L'institut Rhodanien a souhaité étudier
cette hypothèse, et d’une manière globale, vérifier la viabilité d'une récolte
plus précoce. Un projet de recherche a donc été monté, financé par la Région
AURA (Climoeno). La première année d'expérimentation vient tout juste de rendre
ses résultats.
Il nous a été permis de constater qu'il
y a bien une forte modification du profil aromatique et polyphénolique en
récoltant plus précocement que d'habitude. Et ce, sur nos deux cépages.
Pour arriver à cette conclusion, nous avons vinifié 3 dates de récoltes sur la même parcelle de Viognier (cf paramètres œnologiques).
|
Alcool
(%) |
pH |
AT (g/L
H2SO4) |
récolte Précoce |
11.8 |
3.05 |
4.40 |
récolte Moyenne |
14.2 |
3.30 |
3.50 |
récolte Tardive |
16.0 |
3.85 |
1.80 |
Les vins ont été dégustés par différents panels de professionnels et d’experts
entraînés. Le profil aromatique de la récolte tardive (16%) est peu différent
de celui de la maturité moyenne (14%) : on reconnait l’aromatique
spécifique du Viognier. Au contraire, le profil de la date de récolte précoce
(12%) est clairement thiolé (agrumes), donc très différent des deux autres
dates (cf radar dates).
En bouche, l’équilibre alcool/acide évolue
très significativement à la fin de la maturité : la récolte tardive est jugée
bien moins acide et bien plus alcooleuse que les deux précédentes.
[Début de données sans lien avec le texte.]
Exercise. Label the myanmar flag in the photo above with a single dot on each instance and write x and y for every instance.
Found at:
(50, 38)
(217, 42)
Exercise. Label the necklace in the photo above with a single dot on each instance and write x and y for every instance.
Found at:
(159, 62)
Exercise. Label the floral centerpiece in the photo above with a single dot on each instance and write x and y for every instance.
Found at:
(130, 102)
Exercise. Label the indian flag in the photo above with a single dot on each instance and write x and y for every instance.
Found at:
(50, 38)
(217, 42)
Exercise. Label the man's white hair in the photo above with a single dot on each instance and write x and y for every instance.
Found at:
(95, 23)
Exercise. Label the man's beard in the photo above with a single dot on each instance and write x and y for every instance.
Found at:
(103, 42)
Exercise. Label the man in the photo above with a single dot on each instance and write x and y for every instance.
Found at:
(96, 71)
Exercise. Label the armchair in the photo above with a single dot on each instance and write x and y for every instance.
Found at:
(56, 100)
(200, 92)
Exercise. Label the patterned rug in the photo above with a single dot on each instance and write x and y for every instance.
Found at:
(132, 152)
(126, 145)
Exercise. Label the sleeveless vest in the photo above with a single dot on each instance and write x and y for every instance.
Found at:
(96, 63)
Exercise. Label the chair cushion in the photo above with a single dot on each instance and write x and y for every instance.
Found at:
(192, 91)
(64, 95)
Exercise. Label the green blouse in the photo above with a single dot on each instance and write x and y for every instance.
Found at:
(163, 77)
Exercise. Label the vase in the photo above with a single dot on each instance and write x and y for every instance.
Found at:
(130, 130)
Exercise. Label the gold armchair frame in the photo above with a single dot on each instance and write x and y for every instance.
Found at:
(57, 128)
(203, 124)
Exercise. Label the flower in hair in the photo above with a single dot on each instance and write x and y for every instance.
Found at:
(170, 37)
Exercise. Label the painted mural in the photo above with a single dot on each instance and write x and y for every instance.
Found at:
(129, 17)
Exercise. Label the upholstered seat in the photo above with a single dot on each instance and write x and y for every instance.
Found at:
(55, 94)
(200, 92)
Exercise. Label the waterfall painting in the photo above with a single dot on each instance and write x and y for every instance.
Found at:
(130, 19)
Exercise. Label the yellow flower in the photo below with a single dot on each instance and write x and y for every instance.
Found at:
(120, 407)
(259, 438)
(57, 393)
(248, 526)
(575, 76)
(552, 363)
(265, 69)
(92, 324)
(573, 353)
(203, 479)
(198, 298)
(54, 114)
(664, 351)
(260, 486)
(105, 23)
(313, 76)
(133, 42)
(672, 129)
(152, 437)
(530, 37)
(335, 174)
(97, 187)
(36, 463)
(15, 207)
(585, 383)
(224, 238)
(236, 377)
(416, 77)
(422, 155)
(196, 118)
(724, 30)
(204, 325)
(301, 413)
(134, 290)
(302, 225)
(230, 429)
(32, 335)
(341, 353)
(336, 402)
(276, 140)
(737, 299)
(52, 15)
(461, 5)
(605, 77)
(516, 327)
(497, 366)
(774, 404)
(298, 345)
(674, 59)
Sur cette
expérimentation, la surmaturité technologique s'accompagne d’un profil aromatique
qui demeure acceptable, mais le déséquilibre en bouche est rédhibitoire.
Notons aussi que la maturité précoce est
moins équilibrée que la maturité moyenne, du fait de son importante acidité. Si
l’on y ajoute son aromatique atypique, la date de récolte précoce n’est pas non
plus à la hauteur de ce qu’on
attend traditionnellement d’un Viognier. Cependant, il faut préciser qu’un
consommateur qui chercherait un vin blanc vif et thiolé pourrait y trouver
satisfaction. Il est d’ailleurs communément admis que les vins blancs
vifs/acides ont aujourd’hui le vent en poupe.
Une question s’est donc imposée à nous :
est-ce que l'assemblage des différentes maturités de Viognier permet de
conserver son aromatique typique, tout en réhaussant un peu son acidité ?
Les premières dégustations laissent
penser qu’un tel objectif est atteignable en assemblant 50% de date précoce et 50%
de date moyenne. Le vin est plus équilibré, plus acide, moins alcooleux, et conserve
son intense aromatique de Viognier (cf radar assemblages). Cette observation
doit, bien évidemment, être consolidée sur les années suivantes.
Notons que l’assemblage des récoltes opposées,
à savoir précoce et tardive, donne un équilibre très intéressant en bouche,
mais le nez est fortement modifié et moins satisfaisant.
Un travail similaire a été fait sur
Syrah. Une Syrah du nord de la Vallée, récoltée à deux dates de maturités
différentes, a été vinifiée en ne faisant varier que la durée de macération
pelliculaire.
La première année d’étude montre le même
résultat que sur Viognier, mais dans des proportions moins intéressantes.
L’effet de la durée de macération, telle qu’elle a été expérimentée au cours de
cette première année, ne suggère pas que c’est un levier potentiel de
correction du profil en condition de sous-maturité et sur-maturité. Cette piste
sera explorée d’une manière différente l’année prochaine.
En conclusion de cette première année
d'étude, la sous-maturité technologique, tout autant que la sur-maturité,
semblent fatalement s'accompagner d'un changement de maturité aromatique. C'est
là qu'est le cœur du problème de typicité, car rien ne garantit que dans 20
ans, récolter à la même maturité technologique qu'aujourd'hui donnera toujours
la même typicité aromatique. Cette question est cruciale pour l'avenir de ces
deux cépages emblématiques.
La solution pourrait venir des solutions
œnologiques de contournement des conséquences sur la maturité technologique :
acidifications et désucrages. Mais encore faut-il que ces solutions soient
œnologiquement efficaces, économiquement viables et éthiquement satisfaisantes.